14. The system of claim 13, wherein the at least one data structure comprises one or more of an I/O key and a processor key.

15. The system of claim 13, wherein the at least one data structure further comprises an I/O allocation for the computer system.

16. A computer-readable medium having instructions therein, executable by a computer having at least one partition to perform the method of allocating and limiting the amount of input/output (I/O) use in a partition of a computer system, the method comprising: dividing a system-wide upper limit on I/O usage within the partitioned computer by a total number of active partitions within the computer system to establish an allocation quantity of I/O for each partition; and preventing I/O transfers in a partition from exceeding the allocation quantity for that partition.
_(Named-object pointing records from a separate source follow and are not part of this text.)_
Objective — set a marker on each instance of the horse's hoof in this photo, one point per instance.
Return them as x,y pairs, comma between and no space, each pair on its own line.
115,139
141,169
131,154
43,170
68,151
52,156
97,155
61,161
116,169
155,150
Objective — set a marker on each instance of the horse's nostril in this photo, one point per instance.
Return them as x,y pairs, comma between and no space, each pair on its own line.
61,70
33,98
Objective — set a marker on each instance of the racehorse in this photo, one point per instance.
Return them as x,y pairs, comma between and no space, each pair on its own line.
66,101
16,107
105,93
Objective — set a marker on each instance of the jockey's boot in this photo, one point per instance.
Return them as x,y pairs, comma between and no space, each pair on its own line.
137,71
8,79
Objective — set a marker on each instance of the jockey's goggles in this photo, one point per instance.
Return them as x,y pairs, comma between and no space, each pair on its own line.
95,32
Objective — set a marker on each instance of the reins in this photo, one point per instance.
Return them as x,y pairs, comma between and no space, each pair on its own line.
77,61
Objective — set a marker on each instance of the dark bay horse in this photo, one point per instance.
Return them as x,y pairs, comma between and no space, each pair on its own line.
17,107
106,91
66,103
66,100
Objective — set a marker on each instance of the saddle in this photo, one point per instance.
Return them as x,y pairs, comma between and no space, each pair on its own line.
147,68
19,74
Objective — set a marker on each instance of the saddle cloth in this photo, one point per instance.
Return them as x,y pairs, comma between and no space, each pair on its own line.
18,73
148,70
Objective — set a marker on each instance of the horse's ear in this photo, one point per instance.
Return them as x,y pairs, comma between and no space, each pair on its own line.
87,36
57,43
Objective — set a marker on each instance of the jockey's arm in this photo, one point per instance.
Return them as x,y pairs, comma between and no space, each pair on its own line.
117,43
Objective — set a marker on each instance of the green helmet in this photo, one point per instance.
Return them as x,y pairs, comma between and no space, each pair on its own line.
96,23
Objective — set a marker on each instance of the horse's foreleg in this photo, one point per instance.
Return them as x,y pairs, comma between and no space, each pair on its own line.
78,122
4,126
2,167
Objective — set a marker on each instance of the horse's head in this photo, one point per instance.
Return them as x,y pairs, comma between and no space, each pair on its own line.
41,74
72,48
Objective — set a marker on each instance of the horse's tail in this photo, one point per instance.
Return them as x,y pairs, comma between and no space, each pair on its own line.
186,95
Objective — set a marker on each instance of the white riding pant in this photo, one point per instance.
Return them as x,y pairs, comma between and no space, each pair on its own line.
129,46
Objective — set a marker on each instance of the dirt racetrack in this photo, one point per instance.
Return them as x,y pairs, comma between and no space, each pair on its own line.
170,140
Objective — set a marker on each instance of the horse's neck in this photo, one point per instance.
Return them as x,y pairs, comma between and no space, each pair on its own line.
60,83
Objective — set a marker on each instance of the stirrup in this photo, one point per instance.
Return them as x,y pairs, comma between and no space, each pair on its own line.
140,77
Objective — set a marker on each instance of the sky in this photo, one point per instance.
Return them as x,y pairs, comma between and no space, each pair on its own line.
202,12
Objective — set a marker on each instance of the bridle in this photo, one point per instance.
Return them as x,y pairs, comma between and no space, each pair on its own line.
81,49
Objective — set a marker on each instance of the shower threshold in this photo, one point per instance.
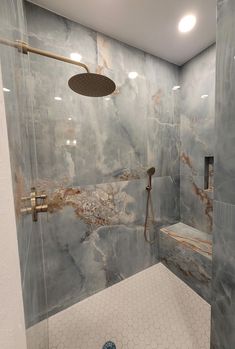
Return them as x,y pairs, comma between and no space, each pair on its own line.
153,309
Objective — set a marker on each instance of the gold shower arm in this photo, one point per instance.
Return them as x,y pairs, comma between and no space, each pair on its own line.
25,48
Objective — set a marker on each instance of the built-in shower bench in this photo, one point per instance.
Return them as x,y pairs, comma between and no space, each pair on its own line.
187,252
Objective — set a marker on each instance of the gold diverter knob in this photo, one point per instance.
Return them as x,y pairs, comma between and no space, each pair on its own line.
35,207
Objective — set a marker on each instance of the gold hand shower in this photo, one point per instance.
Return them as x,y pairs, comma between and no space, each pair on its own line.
150,173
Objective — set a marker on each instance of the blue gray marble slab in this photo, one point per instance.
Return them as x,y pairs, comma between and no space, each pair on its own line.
187,252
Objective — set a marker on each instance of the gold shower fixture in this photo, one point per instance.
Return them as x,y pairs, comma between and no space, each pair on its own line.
35,208
87,84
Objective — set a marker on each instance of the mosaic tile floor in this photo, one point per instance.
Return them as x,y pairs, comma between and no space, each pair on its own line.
152,309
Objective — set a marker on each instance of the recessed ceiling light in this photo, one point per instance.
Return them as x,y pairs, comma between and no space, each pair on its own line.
132,75
187,23
175,88
76,56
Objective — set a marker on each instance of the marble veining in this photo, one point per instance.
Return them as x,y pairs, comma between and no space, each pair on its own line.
223,297
191,237
187,252
92,157
197,139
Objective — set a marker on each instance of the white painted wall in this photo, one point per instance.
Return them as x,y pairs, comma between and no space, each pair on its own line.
12,327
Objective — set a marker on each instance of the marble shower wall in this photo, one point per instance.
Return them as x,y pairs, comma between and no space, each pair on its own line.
197,139
93,155
15,70
223,296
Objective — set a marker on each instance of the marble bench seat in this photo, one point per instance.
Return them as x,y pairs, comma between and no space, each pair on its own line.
187,252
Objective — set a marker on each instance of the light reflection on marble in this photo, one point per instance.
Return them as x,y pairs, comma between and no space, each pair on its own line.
223,296
20,121
197,138
94,236
190,237
187,252
96,187
116,139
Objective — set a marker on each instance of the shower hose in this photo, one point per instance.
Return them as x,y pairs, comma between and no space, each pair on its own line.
149,210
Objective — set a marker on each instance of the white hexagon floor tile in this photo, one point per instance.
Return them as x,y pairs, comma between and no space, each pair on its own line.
152,309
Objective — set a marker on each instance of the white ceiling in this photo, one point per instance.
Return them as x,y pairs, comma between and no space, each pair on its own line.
150,25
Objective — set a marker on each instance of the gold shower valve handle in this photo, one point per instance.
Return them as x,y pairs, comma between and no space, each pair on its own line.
35,208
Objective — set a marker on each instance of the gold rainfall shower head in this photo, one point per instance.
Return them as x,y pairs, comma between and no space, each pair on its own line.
93,85
86,84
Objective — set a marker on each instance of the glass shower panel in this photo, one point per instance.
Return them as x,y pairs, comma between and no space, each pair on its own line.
20,124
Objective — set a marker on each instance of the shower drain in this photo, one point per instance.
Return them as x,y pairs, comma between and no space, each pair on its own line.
109,345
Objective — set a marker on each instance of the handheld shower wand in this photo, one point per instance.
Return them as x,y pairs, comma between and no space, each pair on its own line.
150,173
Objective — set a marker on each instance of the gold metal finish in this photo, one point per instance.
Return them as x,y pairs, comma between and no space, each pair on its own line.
25,48
92,85
150,173
34,208
86,84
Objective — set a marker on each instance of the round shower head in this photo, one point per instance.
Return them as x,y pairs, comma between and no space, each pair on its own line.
92,85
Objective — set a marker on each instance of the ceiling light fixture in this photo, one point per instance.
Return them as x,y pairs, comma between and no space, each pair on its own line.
187,23
177,87
76,56
132,75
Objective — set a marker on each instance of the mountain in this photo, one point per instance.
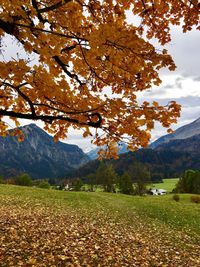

17. The computer-readable medium of claim 16, wherein dividing further comprises reading a key and detecting the licensed limit on I/O capacity for the partitioned computer and dividing the system-wide upper limit by a total number of partitions.

18. The computer-readable medium of claim 16, wherein preventing I/O transfers in a partition from exceeding the allocation quantity for that partition comprises counting I/O transfers across one or more I/O channels in a partition and stopping further I/O transfers which exceed the allocation quantity for the partition.

19. A computer-readable medium having instructions therein, executable by a computer having at least one partition to perform the method of adding input/output (I/O) capacity to a newly activated partition in a partitioned computer system, the method comprising: determining a first fixed amount of I/O to be added to the newly activated partition; determining a number of active computer partitions that are currently allocated an amount of I/O; dividing the first fixed amount by the number of active computer partitions to calculate a reduction amount; reducing an amount of I/O in every partition by the reduction amount; and adding the first fixed amount of I/O to the newly activated partition; whereby the new partition receives an allocation from the active partitions.

20. A computer-readable medium having instructions therein, executable by a computer having at least one partition to perform the method of allocating input/output (I/O) usage in a partitioned computer system, the method comprising: establishing a system-wide limit for I/O usage; and activating a portion of the system-wide I/O limit for use in each computer partition, wherein the activation is performed via an object library that manages licensing to verify activations; allowing a computer partition to utilize the activated portion of I/O; and measuring I/O utilization and limiting I/O use on a partition level to meet the system-wide limit.

21. The computer-readable medium of claim 20, wherein the step of activating a portion of the system-wide I/O limit comprises using an I/O key, wherein the I/O key provides a specific license.

22. A computer-readable medium having instructions therein, executable by a computer having at least one partition to perform the method of balancing input/output allocation between two computer partitions in a computer system, the method comprising: accessing from a first partition, a current I/O allocation of a second partition; adding a current I/O allocation of the first partition to the current allocation of the second partition to find a combined allocation; dividing the combined allocation evenly between the first and second partitions and communicating the divided allocation to the first and second allocations; and establishing the divided allocation as a new I/O limit within the first and the second computer partitions.

23. The computer-readable medium of claim 22, further comprising: detecting an unallocated portion of I/O resource available within the computer system; distributing the unallocated portion of I/O resource evenly between the first partition and the second partition.